The earliest descriptions of DCS used the term “bends” for joint and/or skeletal pain; “chokes” for breathing problems; and “staggers” for neurological problems.  In 1960, Golding introduced the terms Type 1 for symptoms involving skin, musculoskeletal system and/or lymphatic system; and Type 2 for the more serious symptoms where the CNS was involved.  However, neurological symptoms may develop after the initial presentation of Type 1 DCS.  For this reason both Type 1 and 2 DCS have the same initial treatment protocol. In fact, symptoms may appear any time between surfacing and 72 hours.

Due to the potential severity of DCS much research has gone into preventing and treating it.   Prevention methods include scuba divers using dive tables and/or computers to limit their exposure to pressure and their ascent speed.

DCS commonly refers to a specific type of scuba diving hazard but may also result from other types of depressurization events (snorkeling, free diving, etc.) Caisson disease is seen in workers decompressing from the watertight structures (caissons) used for working under water in the construction of bridges, dams, the repair of ships, etc.

Flying in unpressurized aircraft, or sudden depressurization of an aircraft also causes DCS, as does extra-vehicular activity (EVA) from spacecraft.  EVA includes work done by an astronaut away from the Earth and outside a spacecraft like spacewalks, moonwalks, and repairs done in space.
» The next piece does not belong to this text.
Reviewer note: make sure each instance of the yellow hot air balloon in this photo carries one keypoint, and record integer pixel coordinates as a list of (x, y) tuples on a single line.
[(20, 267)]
Astronauts on the International Space Station preparing for EVA remain at low atmospheric pressure, 10.2 psi (pounds per square inch or 0.70 bar) for eight hours before their space walk.  During the EVA they breathe 100% O2 in their space suits which operate at 4.3 psi (0.30 bar).

For many other medical conditions the therapeutic principle of HBOT lies in its ability to drastically increase partial pressure of O2.  Partial pressure refers to the pressure that the gas would have if it alone occupied the volume under consideration.  The O2 partial pressures achievable using HBOT are much higher than those present while breathing pure O2 at norobaric (normal barometric pressure equivalent to that at sea level).

Another therapeutic effect is the increased oxygen transport capacity of the blood.  Under norobaric conditions O2 transport is limited by the O2 binding capacity of hemoglobin in the red blood cells (rbc’s).  Hemoglobin (Hb, Hgb) is the iron-containing oxygen transport metalloprotein that transports O2 from the lungs to tissues all over the body.  When it releases O2 (and other chemicals) it picks up the used O2 (carbon dioxide or CO2). Under normal pressures very little O2 is transported by the blood plasma.  Blood plasma comprises 55% of blood volume and is composed of 90% water.  Blood cells are suspended in the blood plasma.  However, plasma stimulated by HBOT can significantly increase O2 transport.

The incidence of DCS is considered rare at 2.8 cases per 10,000 dives.  The risk is 2.6 times greater for males than females. DCS affects about 1,000 U.S. scuba divers per year.  In the U.S., it is common for medical insurance not to cover treatment for DCS that is a result of recreational diving. A typical stay in a recompression chamber can easily cost several thousand dollars, even before emergency transportation is included.  Groups such as DAN offer insurance policies that specifically cover all aspects of treatment for DCS at rates of less than $100/year.